Indonesië kent veel verschillende landschappen; zo worden de eilanden van West-Indonesië bedekt door dichte tropische regenwouden en zijn de Oost-Indonesische eilanden met hun savannes een stuk droger droger. Vrijwel alle eilanden hebben bergen en/of vulkanen. Er zijn hier ruim honderd actieve vulkanen, waarvan de bekendste Gunung Krakatau is, een vulkanisch eiland tussen Sumatra en Java. De grote eilanden, zoals Java, Kalimantan en Sumatra hebben lange rivieren die over het hele eiland naar zee stromen. Daarnaast is het Sumatraanse Tobameer op 900 meter hoogte met een oppervlakte van 1.700 vierkante kilometer en een diepte van 450 het grootste, diepste en meest hoogegelegen meer van Zuidoost-Azië. Indonesië kent ongeveer 140 miljoen hectare bos, dat samen het op één na grootste regenwoud ter wereld vormt. Deze bossen worden echter ernstig bedreigd door houtkap, erosie, bosbranden en de toenemende behoefte aan land voor land- en woningbouw – met name de gebieden onder de 1.400-metergrens geven hun bossen prijs aan de vooruitgang. De meest overdadige tropische regenwouden vind je op de eilanden Papua, Kalimantan en Sumatra. Het eiland Nieuw-Guinea heeft een oppervlakte van ongeveer 700.000 vierkante kilometer aan regenwouden, het meeste van heel Zuidoost-Azië. Ook het overgrote deel van het regenwoud in Papua - het westelijke, Indonesische deel van het eiland Nieuw Guinea - ligt er nog in zijn oorspronkelijke toestand bij. Op Sulawesi zijn ook nog grote stukken oorspronkelijk bos te vinden en op de Molukken liggen de grootste stukken regenwoud op Halmahera en Ceram.
Flora
Het aantal plantensoorten in Indonesië wordt geschat op 45.000 soorten, zo'n tien procent van alle soorten ter wereld. Hieronder vallen ook veel bedreigde plantensoorten, zoals bijvoorbeeld de grootste bloem op aarde, de Rafflesia arnoldii. Een andere veel voorkomende plant is de ‘melati', een geurige jasmijnsoort. Daarnaast groeien er 250 bamboesoorten en 150 soorten palmen; alleen al op Borneo zijn er zo'n 3.000 boomsoorten geteld. Op Papua vind je behalve meer dan 2.500 soorten orchideeën ook insectenetende bekerplanten en op Borneo groeit en bloeit de enige zwarte orchidee ter wereld. In Oost-Indonesie is het klimaat droger en domineren de moessonbossen. Op Nusa Tenggara (de kleine Soenda-eilanden) staan veel savannebossen; afhankelijk van de droogte verliezen de bossen hier zelfs geheel of gedeeltelijk hun bladeren.
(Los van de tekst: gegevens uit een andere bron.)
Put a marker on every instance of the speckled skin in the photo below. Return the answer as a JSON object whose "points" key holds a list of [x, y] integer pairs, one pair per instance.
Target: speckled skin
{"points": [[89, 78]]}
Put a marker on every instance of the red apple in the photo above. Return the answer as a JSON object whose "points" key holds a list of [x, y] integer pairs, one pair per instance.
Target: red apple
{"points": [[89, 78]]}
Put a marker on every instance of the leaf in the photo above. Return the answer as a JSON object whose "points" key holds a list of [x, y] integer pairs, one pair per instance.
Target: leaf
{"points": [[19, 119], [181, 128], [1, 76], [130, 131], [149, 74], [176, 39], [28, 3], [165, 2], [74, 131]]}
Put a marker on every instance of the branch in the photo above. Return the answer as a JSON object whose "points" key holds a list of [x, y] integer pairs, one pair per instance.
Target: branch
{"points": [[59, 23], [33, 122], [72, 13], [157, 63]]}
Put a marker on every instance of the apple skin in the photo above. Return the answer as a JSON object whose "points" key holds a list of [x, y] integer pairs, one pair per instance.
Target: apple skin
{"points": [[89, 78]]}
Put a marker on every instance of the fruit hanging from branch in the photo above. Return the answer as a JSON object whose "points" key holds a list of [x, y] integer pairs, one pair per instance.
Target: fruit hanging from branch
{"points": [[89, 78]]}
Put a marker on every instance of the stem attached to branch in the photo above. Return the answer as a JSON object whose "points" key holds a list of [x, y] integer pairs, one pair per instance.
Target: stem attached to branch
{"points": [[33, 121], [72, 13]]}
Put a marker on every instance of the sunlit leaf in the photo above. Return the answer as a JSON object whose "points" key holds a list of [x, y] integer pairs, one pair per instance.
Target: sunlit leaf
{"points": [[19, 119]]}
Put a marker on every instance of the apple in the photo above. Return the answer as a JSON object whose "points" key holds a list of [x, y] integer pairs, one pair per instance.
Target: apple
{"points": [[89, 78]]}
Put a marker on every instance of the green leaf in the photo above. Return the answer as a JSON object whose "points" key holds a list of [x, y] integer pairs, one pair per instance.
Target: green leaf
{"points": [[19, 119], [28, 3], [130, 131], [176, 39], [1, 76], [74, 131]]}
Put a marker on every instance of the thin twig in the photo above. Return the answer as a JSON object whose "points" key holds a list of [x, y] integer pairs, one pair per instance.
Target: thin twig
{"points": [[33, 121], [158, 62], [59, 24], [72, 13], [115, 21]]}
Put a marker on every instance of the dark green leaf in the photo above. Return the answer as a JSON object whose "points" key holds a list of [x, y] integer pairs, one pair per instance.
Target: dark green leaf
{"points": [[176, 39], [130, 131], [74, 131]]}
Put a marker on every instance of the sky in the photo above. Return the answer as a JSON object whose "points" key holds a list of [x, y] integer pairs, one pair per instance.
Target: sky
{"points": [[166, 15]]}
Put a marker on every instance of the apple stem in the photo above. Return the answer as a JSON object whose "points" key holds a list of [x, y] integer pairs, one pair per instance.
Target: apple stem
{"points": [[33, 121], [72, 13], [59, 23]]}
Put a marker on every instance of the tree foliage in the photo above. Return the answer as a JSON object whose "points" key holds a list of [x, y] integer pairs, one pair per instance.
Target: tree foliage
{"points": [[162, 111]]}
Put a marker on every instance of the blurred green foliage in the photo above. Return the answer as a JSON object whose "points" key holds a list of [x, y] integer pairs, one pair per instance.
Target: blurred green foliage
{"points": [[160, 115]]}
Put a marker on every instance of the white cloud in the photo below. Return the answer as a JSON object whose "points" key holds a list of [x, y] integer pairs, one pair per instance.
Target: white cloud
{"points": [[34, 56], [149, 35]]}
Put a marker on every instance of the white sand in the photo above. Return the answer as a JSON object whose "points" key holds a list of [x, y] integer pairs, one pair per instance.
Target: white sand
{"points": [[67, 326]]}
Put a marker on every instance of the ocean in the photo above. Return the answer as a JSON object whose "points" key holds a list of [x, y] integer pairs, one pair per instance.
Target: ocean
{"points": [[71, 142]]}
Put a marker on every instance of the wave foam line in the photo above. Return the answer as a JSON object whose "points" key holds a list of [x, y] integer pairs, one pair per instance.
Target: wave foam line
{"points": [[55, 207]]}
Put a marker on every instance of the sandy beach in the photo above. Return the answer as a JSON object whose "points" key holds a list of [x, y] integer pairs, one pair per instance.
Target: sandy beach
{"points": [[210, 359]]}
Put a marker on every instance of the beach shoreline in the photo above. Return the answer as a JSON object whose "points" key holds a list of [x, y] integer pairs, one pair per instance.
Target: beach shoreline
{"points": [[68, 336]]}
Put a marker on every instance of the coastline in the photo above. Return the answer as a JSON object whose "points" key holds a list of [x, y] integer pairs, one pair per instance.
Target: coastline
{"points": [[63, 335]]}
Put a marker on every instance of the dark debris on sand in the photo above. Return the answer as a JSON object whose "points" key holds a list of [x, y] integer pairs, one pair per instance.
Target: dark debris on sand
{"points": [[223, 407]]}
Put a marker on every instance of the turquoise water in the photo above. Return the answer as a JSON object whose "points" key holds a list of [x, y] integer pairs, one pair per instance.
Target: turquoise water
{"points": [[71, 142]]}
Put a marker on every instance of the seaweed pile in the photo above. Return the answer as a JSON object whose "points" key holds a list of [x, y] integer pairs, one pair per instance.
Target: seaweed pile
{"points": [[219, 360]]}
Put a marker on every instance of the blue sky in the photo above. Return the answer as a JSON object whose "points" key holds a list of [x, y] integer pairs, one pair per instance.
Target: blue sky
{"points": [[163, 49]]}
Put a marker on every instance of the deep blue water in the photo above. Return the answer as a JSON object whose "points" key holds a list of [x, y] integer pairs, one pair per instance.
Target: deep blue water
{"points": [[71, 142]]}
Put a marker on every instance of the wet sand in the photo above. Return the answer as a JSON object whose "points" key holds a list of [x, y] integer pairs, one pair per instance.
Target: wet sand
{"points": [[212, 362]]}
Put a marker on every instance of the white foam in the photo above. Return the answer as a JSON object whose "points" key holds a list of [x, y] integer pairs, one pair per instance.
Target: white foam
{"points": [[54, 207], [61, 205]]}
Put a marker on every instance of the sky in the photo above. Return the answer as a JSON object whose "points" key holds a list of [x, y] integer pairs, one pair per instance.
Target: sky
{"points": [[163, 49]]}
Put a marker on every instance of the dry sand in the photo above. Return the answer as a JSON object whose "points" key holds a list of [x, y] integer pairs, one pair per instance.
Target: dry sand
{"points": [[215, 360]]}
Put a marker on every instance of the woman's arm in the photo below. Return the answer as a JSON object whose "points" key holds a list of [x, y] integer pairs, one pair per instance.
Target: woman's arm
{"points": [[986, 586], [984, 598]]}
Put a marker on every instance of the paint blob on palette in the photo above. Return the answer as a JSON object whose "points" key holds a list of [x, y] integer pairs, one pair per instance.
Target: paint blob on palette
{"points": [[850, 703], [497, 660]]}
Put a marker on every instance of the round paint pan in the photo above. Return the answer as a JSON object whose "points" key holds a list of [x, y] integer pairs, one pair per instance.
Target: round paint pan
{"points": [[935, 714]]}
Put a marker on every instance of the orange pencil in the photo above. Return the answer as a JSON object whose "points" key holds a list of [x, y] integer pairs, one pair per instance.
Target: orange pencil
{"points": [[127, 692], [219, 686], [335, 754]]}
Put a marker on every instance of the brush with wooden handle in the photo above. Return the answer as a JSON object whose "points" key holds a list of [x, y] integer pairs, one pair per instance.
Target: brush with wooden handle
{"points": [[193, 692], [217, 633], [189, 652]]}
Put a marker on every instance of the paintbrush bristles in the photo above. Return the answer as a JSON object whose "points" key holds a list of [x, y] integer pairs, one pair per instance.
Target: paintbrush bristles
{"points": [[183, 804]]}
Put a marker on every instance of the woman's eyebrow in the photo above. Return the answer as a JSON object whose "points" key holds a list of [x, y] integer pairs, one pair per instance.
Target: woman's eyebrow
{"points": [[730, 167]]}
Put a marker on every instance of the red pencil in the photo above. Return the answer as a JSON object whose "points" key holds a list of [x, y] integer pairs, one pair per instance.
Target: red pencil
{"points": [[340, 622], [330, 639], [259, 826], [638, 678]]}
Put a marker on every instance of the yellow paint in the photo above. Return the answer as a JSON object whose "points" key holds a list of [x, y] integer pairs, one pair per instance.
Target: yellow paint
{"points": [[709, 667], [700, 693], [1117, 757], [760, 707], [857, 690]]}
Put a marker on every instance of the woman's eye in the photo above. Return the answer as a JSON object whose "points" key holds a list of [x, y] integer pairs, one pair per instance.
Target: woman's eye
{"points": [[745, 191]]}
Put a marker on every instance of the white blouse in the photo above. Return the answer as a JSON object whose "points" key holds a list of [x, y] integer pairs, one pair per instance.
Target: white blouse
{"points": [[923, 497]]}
Aan de kust en langs rivieren zijn er voornamelijk mangrovebossen te vinden. Andere karakteristieke bomen zijn de kokospalm, de oliepalm, de lontarpalm, de sagopalm, rotan en de vele soorten Ficussoorten. In het westen zijn vooral de Dipterocarpaceaebomen belangrijk voor de hardhoutproductie.
Fauna
Indonesië is volgens de wetenschapper Alfred Wallace een overgangszone van Aziatische naar Australische diersoorten. De zogenaamde Wallacelijn loopt denkbeeldig tussen Bali en Lombok. Op Sumatra, Kalimantan, Java, Madura en Bali ten westen van de lijn leven voornamelijk diersoorten als beren, olifanten, neushoorns, tijgers, wilde runderen en vele apensoorten zoals de neusaap en de bedreigde orang-oetan. Ten oosten van de lijn, op Papua, vind je de buideldieren en de vele vogelsoorten van het Australische continent. Daartussen, op Sulawesi, de kleine Soenda-eilanden en de Molukken, bevindt zich een soort niemandsland, waar dieren van beide continenten leven. Er vliegen en scharrelen in Indonesië zo'n 1.500 vogelsoorten, waaronder kaketoes, kasuarissen, pauwen, argusfazanten, kroonduiven en baardvogels. Een van de meest bijzondere reptielen is de prehistorische Komodovaraan, die uitsluitend op de eilanden Padar, Rinca en Flores voorkomt.